Peter laughed.  “I am.  I actually…oh good,” he laughed nervously, “here’s the wine.”

They clinked glasses and took a drink, Peter drinking more deeply than Matt.

“So,” Matt said, his smile gone, replaced with a look of patient concern.  “What’s up?”

“Well.  I don’t know where to start.  It’s about money.”

“Do you need a loan?”

Peter laughed, harder than he should have.  Matt looked at him, and wondered, for just a second, if he was on drugs.  No, he decided.  But something was stressing him out, for sure.

“No.  Not even close.  It’s just that something very big has happened and…” He looked around, leaned across the table, and Matt did too, coming in close to hear the secret.

Peter even cupped his hand so nobody could read his lips.  “I won the lottery.”

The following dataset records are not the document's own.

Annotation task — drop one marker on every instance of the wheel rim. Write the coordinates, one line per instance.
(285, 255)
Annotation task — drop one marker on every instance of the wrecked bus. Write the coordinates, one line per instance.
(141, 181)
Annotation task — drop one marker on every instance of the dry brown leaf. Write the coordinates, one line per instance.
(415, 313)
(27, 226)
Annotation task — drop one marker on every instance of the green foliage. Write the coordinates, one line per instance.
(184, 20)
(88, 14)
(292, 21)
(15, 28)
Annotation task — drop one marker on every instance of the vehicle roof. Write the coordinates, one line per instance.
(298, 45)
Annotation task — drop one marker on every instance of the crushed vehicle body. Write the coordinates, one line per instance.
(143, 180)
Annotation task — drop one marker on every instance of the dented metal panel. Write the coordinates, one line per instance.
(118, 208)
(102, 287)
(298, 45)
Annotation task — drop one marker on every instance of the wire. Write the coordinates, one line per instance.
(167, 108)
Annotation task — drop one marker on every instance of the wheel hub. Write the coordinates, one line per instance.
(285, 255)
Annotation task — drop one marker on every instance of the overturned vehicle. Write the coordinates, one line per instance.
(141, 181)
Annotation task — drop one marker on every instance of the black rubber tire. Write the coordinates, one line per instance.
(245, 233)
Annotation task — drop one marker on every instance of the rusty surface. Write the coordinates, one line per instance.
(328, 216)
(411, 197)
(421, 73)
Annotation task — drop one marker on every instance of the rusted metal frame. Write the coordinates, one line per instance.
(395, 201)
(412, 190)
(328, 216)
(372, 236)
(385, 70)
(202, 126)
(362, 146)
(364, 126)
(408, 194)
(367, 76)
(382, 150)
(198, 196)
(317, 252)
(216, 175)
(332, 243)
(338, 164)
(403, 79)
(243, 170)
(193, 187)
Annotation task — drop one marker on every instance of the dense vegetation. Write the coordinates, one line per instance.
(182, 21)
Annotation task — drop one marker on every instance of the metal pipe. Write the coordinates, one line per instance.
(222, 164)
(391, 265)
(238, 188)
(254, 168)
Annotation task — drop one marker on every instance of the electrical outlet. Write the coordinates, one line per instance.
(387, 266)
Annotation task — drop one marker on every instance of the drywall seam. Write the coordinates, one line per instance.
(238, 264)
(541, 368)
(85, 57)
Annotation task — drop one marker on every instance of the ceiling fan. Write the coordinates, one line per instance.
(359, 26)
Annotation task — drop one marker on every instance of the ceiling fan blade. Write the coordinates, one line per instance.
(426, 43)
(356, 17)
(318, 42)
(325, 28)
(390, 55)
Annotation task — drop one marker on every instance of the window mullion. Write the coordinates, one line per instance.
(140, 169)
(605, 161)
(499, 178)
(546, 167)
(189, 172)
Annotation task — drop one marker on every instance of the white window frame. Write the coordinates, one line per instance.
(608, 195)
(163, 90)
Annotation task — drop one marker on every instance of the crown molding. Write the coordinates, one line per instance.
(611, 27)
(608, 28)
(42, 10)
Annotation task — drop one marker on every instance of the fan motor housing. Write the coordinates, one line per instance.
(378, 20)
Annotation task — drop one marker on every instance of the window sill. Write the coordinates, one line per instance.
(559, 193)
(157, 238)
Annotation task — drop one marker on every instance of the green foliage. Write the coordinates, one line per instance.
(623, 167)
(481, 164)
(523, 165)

Matt blinked.  “The…you mean the…”  He made the connection immediately.  “The ticket was sold down the street from the shop.  The day you…”

“Yeah.”

“Holy crap.”

“Yeah, right?”

“Congratulations, man!”  Matt said, high-fiving Peter, who responded awkwardly, half-missing Matt’s hand.  “That’s great!”

“Thanks.  It doesn’t feel great.  It feels…weird.  Scary.”

“Ahh.  Yeah, I get it.”’

“You do?”

Matt nodded.  “It’s like…too much.  Too overwhelming.  How much everything’s going to change.”

“Yeah…and you know, it’s going to be batshit crazy when I cash the ticket.  I can’t be anonymous.  So,” he said as quickly as he could, “if you want to check out before my life becomes a circus well I totally understand and…”

Matt reached across the table and took Peter’s nervously fluttering hand.  “Dude.  Do you not recall last Friday night?”

“Yeah! Duh!”  Peter laughed, remembering Matt’s hands on his body, Matt inside him, really truly inside him, in every way…

“Right.  Duh.”  Matt’s emerald eyes were like green laser beams boring into Peter’s soul.  “It’s you and me, buddy.  You and me against the world.”

Peter started crying. “I’m so lucky.  I never could have…trusted anyone else.  But I trust you.  I know you don’t give a shit about the money.” 

He dabbed his eyes with his napkin.  “I don’t know how I know, but I do.  But I have to admit, I do care, I do care about the money.  I’m gonna keep some, but I’m going to give most of it away, but I was poor growing up, not ‘romantic college student’ poor, but
fucking shitty miserable poor.
  You know what I mean?”

It was Matt’s turn to laugh.  “No.  I don’t.”